A week after transplanting tomatoes and basil, she walked to the side of the house to fill up a watering can. When she came back around the corner, her son had a toy shovel and had dislodged a cherry tomato plant.

“No, Elliot,” she yelled. “That’s not for you. You are hurting the plants.”

He turned toward her, his dark eyes that look like her father’s cast downward on the ground. His lip pouted out over the dimple in his chin, just the way hers did when she was upset. She remembered the exasperation in her grandfather’s voice that kept her at bay. She moved closer and knelt down next to Elliott.

“Sorry, baby,” she said in a gentler voice. “Help mommy put the baby plant back. We need to be gentle. They need dirt around them to get food. You are such a good helper in the garden.”

The plants in the raised bed flourished. The tomatoes stood taller than her 6-foot husband in mid-September when the green tomatoes finally turned red. Her husband started work on three more garden beds for winter crops.

The landscape of their backyard transformed over the summer with life all around. Songbirds filled the yard with a melody in the morning. A squirrel visited at lunch and wreaked havoc on a bed of greens. White moths landed on her broccoli seedlings and laid eggs.

Elliott squealed with delight when he found a green caterpillar on one. She placed it on his hand and he giggled as it crawled across his fingers. She took a picture. The broccoli leaves were pitted with holes and the plant didn’t survive.

“These bugs are horrible,” she complained to her husband.

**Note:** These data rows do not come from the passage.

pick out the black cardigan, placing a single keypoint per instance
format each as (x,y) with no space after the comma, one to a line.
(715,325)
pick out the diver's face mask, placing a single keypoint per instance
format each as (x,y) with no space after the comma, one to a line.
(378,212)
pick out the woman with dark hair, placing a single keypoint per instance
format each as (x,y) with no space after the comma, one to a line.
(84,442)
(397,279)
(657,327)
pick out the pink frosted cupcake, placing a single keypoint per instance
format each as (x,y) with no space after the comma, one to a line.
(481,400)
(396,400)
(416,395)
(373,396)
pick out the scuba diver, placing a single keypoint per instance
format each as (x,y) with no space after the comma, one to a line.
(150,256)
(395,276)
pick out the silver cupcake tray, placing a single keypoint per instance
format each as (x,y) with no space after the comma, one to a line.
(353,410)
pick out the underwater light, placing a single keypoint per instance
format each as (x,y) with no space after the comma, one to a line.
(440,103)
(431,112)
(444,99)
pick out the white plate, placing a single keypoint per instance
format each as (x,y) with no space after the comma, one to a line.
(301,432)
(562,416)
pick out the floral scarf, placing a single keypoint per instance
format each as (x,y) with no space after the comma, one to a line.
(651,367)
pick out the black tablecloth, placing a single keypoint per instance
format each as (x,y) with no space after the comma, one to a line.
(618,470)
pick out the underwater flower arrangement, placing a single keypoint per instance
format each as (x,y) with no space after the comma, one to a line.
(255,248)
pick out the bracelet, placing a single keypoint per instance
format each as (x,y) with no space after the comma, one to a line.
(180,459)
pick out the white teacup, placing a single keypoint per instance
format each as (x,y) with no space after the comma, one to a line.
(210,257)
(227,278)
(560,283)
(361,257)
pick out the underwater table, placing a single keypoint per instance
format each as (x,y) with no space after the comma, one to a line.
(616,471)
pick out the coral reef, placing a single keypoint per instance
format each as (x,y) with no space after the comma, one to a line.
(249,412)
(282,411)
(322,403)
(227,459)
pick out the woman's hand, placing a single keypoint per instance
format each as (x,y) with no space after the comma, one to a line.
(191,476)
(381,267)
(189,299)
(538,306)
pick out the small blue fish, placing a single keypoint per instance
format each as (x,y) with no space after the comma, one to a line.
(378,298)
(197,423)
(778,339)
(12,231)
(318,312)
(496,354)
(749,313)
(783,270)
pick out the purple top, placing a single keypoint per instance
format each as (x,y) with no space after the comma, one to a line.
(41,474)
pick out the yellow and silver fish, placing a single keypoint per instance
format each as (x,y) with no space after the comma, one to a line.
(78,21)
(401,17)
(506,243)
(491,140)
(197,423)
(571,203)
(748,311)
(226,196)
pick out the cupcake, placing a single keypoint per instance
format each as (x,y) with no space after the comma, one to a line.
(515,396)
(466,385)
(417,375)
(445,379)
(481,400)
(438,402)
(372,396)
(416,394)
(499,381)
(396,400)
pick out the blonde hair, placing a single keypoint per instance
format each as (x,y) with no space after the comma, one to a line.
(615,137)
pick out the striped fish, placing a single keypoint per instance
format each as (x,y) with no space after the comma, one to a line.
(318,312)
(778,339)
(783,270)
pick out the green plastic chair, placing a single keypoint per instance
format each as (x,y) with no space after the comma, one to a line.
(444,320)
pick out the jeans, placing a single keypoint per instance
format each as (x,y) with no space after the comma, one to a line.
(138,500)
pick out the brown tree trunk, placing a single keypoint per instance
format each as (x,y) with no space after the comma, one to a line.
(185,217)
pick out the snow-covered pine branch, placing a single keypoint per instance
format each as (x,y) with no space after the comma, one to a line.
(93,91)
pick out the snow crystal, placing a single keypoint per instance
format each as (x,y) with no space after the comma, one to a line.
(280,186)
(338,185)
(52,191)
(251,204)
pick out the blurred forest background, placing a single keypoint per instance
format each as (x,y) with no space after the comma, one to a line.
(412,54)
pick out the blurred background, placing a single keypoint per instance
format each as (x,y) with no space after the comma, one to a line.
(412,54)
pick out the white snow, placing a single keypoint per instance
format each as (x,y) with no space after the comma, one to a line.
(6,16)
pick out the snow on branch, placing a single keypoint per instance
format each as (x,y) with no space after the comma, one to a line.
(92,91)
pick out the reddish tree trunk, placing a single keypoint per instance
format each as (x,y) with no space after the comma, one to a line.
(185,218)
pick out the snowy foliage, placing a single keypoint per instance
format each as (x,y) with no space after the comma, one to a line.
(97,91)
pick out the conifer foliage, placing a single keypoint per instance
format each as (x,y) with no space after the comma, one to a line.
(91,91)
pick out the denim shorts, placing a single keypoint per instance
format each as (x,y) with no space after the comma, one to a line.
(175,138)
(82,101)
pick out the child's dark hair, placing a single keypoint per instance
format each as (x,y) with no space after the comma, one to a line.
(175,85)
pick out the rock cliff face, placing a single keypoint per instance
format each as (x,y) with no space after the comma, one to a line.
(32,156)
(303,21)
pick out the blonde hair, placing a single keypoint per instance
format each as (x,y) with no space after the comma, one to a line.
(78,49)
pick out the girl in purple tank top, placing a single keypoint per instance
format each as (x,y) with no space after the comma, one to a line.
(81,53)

“It’s all a sign that our yard is more hospitable,” he responded. “It’s good. And Elliott loves it.”

The weather turned cold and the green leaves from their cherry tree turned yellow, then fell in a small pile at the base of the trunk. Jared and Elliott planted the tree as a Mother’s Day gift months after they moved in. Her husband spent four sweltering days digging a 4’x4’ hole for the tree. Elliott went out with his toy shovel on the last day.

“Plant a tree, momma,” he called from across the yard. “Cheery tree.”

She knew it would be years before they had fruit from it, but they weren’t just planting a tree. They were planting in Elliott a family tradition.